How InMobi achieved 20x faster queries and 80% cost savings with ClickHouse

Summary

InMobi uses ClickHouse to power real-time ad reporting APIs, serving key metrics (e.g. impressions, clicks) under strict latency and availability SLAs. Migrating from a serverless warehouse to ClickHouse cut P99 latency from 60s to under 3s and reduced monthly spend by 80% (from $40K to $8K). The system now handles 400K+ daily queries across 10 TB of data and serves as a reusable analytics platform for new use cases across InMobi.

If you’re like most consumers, you probably open a mobile app, see an ad, decide whether to tap, and then move on. Out of sight, out of mind…

But for publishers, that split-second moment is anything but forgettable. It’s a real-time verdict on whether their inventory is performing across devices, geographies, and millions of users, every minute of the day. And they rely on ad-tech leaders like InMobi not just to deliver those ads, but to turn those moments into trustworthy, immediate insight.
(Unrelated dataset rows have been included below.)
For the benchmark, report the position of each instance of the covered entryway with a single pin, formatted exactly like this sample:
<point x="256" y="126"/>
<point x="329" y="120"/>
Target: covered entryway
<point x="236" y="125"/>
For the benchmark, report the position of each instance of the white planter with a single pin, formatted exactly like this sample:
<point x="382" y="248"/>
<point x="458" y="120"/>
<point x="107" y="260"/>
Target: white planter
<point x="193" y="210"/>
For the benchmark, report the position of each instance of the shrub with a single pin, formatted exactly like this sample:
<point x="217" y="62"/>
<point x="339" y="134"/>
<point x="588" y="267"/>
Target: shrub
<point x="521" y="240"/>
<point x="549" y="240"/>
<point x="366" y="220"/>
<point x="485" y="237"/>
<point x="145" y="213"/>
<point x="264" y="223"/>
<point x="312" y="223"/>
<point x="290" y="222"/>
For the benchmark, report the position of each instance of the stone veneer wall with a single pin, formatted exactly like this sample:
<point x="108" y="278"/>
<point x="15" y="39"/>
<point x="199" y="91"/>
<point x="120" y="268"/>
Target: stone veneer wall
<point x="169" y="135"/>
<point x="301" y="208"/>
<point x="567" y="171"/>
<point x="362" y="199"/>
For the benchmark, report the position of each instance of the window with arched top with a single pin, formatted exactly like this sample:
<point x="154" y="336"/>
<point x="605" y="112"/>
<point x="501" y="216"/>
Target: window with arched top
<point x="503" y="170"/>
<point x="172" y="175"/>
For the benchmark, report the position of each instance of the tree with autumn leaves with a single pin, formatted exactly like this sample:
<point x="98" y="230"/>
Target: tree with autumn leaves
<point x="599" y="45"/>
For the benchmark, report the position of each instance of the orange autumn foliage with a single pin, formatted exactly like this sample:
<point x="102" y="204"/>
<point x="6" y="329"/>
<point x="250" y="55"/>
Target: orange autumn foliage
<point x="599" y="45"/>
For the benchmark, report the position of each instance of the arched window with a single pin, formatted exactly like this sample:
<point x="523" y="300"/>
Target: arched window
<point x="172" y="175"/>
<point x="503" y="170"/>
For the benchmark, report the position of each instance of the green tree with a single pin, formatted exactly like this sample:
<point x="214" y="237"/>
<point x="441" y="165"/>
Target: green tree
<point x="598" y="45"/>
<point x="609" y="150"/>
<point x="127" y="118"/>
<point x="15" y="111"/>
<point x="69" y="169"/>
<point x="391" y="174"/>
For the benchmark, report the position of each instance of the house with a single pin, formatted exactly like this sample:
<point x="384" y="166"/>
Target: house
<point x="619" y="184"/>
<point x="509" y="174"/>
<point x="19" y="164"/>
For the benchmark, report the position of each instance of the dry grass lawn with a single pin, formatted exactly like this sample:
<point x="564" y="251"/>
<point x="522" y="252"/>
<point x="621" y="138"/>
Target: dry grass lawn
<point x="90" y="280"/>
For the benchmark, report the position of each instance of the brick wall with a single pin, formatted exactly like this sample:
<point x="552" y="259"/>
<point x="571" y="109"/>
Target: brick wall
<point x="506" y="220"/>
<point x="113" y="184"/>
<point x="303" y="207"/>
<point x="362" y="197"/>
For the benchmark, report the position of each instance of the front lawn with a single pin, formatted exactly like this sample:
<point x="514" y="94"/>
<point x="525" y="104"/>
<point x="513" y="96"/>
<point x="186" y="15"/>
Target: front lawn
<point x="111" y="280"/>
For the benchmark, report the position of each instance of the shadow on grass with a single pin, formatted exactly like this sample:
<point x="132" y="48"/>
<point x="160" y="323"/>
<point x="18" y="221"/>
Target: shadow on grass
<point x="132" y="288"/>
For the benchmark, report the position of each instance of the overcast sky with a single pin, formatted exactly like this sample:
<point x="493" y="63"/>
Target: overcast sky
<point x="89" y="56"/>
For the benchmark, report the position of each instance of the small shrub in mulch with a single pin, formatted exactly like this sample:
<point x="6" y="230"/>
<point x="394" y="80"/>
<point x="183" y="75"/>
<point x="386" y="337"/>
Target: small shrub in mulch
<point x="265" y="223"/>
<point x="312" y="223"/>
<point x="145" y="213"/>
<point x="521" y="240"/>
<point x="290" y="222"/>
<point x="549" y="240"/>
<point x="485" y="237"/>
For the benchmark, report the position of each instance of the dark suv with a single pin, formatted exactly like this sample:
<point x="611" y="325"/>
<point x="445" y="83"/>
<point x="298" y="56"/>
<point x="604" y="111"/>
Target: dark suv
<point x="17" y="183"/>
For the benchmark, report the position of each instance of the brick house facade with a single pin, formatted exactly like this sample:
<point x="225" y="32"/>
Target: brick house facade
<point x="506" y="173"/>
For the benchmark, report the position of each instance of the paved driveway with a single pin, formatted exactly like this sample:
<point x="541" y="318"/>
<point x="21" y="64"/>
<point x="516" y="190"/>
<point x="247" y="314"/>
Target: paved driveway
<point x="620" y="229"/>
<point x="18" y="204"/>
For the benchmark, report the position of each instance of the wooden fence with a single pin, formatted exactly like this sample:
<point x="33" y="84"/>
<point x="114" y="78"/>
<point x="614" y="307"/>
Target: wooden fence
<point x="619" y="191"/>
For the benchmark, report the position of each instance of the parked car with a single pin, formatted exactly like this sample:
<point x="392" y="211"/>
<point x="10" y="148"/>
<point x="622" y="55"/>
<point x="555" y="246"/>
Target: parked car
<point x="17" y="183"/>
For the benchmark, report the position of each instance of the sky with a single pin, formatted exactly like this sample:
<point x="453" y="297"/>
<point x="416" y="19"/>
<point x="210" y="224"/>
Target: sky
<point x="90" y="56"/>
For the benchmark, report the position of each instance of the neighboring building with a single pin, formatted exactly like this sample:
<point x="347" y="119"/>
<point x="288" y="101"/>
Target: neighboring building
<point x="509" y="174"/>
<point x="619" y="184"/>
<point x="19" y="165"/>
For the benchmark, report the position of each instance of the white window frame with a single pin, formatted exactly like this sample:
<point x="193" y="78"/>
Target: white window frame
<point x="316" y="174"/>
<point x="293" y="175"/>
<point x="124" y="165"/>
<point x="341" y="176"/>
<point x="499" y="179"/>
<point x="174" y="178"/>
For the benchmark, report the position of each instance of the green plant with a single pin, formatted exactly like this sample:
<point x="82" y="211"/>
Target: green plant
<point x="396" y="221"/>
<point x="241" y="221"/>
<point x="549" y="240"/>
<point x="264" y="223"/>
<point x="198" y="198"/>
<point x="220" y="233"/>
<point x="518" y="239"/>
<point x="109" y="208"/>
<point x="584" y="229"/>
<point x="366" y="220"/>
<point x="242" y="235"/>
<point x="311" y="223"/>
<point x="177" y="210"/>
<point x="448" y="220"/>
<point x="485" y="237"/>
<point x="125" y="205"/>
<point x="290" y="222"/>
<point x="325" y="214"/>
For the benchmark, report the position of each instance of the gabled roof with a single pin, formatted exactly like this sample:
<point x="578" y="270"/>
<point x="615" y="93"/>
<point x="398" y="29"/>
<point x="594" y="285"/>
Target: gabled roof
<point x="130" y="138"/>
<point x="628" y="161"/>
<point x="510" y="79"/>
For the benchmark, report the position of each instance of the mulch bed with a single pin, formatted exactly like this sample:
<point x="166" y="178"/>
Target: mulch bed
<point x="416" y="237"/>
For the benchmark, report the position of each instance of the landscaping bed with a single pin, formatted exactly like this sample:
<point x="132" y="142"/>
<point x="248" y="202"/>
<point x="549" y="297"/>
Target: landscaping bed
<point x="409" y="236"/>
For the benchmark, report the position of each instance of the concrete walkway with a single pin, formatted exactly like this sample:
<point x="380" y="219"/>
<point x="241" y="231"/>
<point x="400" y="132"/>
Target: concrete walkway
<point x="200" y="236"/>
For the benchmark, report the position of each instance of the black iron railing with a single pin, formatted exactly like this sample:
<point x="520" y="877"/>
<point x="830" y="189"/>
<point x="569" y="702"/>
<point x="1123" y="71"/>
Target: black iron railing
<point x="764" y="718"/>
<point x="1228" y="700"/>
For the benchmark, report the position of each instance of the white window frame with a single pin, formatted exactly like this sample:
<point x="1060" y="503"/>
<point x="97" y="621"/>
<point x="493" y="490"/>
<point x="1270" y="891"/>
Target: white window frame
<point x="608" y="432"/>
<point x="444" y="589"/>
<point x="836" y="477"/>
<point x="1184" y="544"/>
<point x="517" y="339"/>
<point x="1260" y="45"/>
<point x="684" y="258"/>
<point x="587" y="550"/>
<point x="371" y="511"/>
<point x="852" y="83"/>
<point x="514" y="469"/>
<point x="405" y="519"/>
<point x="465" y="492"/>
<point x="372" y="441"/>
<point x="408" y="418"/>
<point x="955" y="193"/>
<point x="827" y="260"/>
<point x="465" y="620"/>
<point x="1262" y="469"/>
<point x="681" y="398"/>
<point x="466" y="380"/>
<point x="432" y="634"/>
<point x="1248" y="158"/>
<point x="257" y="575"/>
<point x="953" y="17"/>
Founded in India in 2007, InMobi connects 30,000+ brands and publishers to more than 2 billion people across 150+ countries, handling roughly 250 billion ad requests and 30 billion events every single day. All told, the platform ingests over 240 TB of data daily.

At our Open House Roadshow in Bangalore, InMobi engineers Anand Tirthgirikar and Amber Vaid shared the story of “Project Velocity”—their effort to redesign publisher-facing reporting and make it fast enough for real-time decisions, reliable enough to meet strict SLAs, and cost-efficient enough to keep up with InMobi’s growth.

As Anand puts it, “This is the story of how we’ve adopted ClickHouse to build a fast, reliable, and cost-efficient solution for one of our most important use cases.”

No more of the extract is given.